Es dauert diesmal etwas länger, aber bald führt der Fall mit mehreren Toten ohne Zähne die beiden wieder zusammen. Auch Arsen ist im Spiel. In den Tapeten und anderswo.
* * *
Bereits beim ersten Band, indem es um den Herzschlag der Toten ging, staunten Leserinnen und Leser über die Möglichkeiten von Kriminaltechnik und Rechtsmedizin. Doch gab es damals schon Organhandel? Transplantationen? Diese Frage beantwortet Ralf H. Dohrweiler in diesem Buch. Es ist wieder ein spannender, ein informativer historischer Krimi, der auch ein Zeitkolorit darstellt, die Hamburger Viertel, die Pferdekutschen, das Elend in den Fabriken - alles tritt plastisch hervor, ist flott geschrieben und löst das Rätsel erst zum Schluss.
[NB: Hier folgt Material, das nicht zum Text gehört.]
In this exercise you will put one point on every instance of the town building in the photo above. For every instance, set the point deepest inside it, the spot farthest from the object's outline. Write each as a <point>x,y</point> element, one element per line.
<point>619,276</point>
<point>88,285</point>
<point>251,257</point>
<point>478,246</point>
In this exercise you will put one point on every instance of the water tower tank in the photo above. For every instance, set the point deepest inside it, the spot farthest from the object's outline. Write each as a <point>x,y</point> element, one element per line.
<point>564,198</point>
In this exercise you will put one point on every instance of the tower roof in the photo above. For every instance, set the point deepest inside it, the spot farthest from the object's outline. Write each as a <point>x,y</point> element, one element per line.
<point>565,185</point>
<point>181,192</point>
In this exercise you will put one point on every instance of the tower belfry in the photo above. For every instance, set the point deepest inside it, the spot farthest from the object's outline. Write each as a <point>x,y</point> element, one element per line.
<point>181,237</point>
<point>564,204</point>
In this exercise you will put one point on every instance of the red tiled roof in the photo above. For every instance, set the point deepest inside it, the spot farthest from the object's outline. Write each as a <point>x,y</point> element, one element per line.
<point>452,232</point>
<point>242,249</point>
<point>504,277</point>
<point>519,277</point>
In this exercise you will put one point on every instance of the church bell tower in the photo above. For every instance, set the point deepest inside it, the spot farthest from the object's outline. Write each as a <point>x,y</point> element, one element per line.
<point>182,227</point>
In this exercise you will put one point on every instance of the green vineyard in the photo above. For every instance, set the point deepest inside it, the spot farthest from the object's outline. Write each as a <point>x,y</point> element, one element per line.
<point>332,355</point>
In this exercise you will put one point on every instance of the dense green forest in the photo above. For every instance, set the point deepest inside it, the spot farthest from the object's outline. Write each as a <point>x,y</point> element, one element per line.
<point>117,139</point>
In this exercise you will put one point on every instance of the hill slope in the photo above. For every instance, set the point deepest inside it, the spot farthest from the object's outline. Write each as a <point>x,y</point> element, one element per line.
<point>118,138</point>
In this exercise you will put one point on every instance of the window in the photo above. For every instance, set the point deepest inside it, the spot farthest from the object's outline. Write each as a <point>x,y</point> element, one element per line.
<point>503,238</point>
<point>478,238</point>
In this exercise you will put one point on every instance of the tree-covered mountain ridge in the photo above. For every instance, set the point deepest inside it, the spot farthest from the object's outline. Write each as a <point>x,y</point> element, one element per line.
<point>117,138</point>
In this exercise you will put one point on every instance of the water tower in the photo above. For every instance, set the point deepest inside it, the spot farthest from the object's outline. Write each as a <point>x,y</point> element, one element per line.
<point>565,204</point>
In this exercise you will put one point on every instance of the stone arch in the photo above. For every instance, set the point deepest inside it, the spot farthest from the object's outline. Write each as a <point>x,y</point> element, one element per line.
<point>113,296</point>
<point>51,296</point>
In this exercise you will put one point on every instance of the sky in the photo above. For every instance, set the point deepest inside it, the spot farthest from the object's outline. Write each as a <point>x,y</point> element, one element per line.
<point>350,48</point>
Dazwischen eine enthusiastische und gleichzeitig etwas naive junge Frau mit hohem sozialem Empfinden: Johanna Arendt ist der bunte Tupfer, der nach einer Fortsetzung schreit, die mit dem Romanende bereits angelegt scheint.
Ach ja, da ist noch was: Wer bereits Angst vor Zahnarztspritzen hat, der bekommt sicher Phantomschmerzen. Wenn ich mir die riemengetriebenen und damit langsamen Zahnarztbohrer meiner Kinderzeit aus dem Gedächtnis rufe, dann graut mir ein wenig auch. Der erste Zahnarztbohrer, fußbetrieben wie die Nähmaschinen unserer Urgroßmütter, wurde 1872 erfunden. Da hilft es mir und den vielleicht zahnarztgebeutelten Leserinnen und Lesern nicht zu lesen, dass bereits die alten Etrusker Zahnersatz kannten. Für solche Geschichten weise ich mit diesem Link einmal hin und warte nun darauf, ob die Eltern der Johanna diese nun "endlich" unter die bürgerliche Haube zwingen.